Der Drache steht für Weifang, wie für keine andere Stadt in China. Das wird jedem klar, der einen Bummel durch die Stadt macht. An jeder Straßenecke kann man Drachen kaufen – in allen Größen. Die einen sind tatsächlich flugfähig und manche auch nur für die Vitrine als eine schöne Erinnerung an das Drachenfest. In den normalen Läden findet sich aber auch meist Touristenware, die nicht viel Geld kostet. Wer hingegen einen handwerklich gefertigten Drachen sucht, der muss ins Taxi steigen und etwas fahren.
Yangjiabu (杨家埠风筝厂) heißt der Ort etwas außerhalb vom Stadtzentrum, wo sich viele Drachenbauer niedergelassen haben. Auf der ganzen Straße gibt es sowohl günstige Massenproduktionen, aber auch Werkstätten, wo den Kunsthandwerkern zugeschaut werden kann, wie die Drachen gemalt und zusammengebaut werden. Aber allein, um die Vielzahl an verschiedenen Drachen zu bestaunen, lohnt sich ein Ausflug.
Zugegebenermaßen steht der Eindruck des traditionsreichen Handwerks zuweilen hinter der Kommerzialisierung, aber dennoch lohnt es sich, den Meistern bei ihrer Arbeit über die Schultern zu schauen.

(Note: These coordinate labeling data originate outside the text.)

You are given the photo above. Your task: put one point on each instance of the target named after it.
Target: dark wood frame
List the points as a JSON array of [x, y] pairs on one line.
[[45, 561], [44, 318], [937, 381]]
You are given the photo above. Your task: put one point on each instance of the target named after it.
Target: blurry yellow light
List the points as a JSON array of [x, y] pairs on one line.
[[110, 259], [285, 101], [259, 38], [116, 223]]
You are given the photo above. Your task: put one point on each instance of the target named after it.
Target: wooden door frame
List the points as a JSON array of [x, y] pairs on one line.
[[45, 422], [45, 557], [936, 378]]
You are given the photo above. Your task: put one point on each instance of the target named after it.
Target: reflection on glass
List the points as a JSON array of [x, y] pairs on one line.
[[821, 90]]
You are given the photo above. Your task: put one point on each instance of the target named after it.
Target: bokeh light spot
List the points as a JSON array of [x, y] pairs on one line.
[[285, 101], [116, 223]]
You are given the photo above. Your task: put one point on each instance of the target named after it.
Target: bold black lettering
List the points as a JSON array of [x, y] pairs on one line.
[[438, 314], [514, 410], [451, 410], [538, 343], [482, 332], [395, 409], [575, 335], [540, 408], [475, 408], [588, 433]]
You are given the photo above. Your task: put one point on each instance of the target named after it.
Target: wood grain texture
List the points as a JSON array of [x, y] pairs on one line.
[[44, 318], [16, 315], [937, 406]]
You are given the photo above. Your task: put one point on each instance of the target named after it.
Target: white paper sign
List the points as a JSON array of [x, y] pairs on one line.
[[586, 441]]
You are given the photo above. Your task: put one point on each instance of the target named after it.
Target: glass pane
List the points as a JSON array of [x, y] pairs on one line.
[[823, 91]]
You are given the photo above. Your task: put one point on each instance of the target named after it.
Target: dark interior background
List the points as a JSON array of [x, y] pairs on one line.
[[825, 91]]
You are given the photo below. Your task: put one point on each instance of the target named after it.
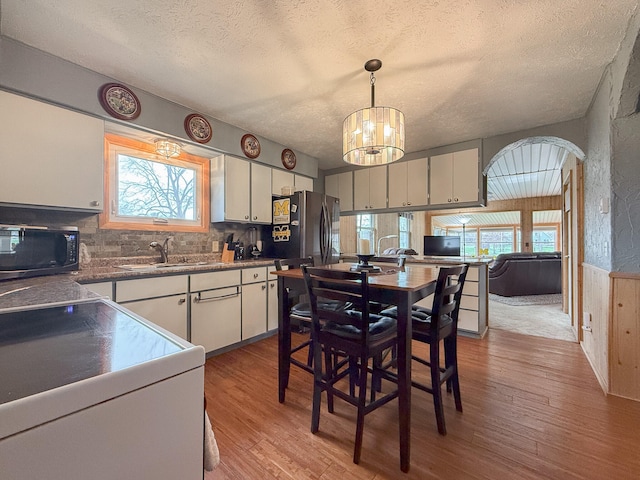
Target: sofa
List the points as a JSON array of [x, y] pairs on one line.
[[536, 273]]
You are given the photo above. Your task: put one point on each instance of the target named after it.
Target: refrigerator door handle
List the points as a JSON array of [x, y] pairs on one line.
[[323, 237]]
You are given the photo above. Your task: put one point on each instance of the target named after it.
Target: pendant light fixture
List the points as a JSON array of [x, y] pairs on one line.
[[374, 135], [167, 148]]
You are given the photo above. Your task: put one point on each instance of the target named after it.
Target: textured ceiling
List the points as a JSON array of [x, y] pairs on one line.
[[291, 71]]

Hier kann auch nicht mehr so viel gehandelt werden, wie im Rest des Landes. Auch ein Zeichen dafür, dass hier keine Produktion stattfindet, wo der Preis über die Masse verdient wird, sondern es handelt sich um handbemalte Einzelstücke. Ich habe mir hier gleich zwei Drachen gekauft. Einmal einen Phönix und dann einen Drachenkopf, der einen mindestens drei Meter langen Schweif nach sich zieht. Zum Fliegen eigentlich fast zu schade!

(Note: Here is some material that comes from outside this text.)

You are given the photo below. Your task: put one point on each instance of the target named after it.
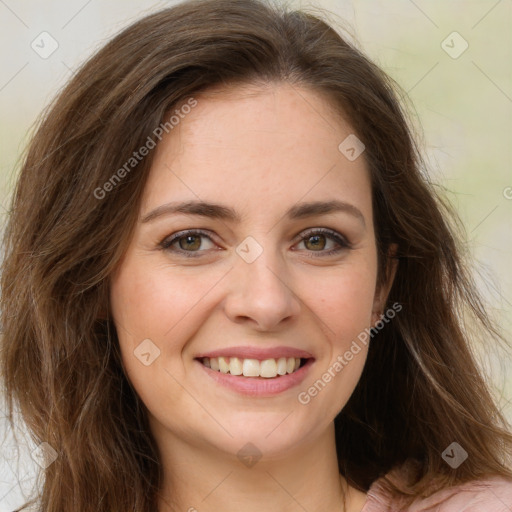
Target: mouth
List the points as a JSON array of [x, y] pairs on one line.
[[267, 368], [259, 378]]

Weifang ist ein schönes Beispiel dafür, dass zunächst unscheinbare Städte doch auch einen gewissen Reiz haben. Sicher: Eine Reise nach Weifang muss vor dem Hintergrund des Flugdrachen stattfinden, aber er gehört eben auch zur chinesischen Geschichte und Kultur. Und noch ein schönes Schmankerl ist, dass man hier auch mal das China neben den großen Megacites Shanghai, Beijing, Hongkong usw. kennenlernt. Also auf nach Weifang. Am besten während des Festivals. Ob man auch seinen Drachen in die Lüfte steigen lassen oder einfach nur die Variationen bestaunen und etwas über die Geschichte des Flugdrachen lernen möchte: Weifang!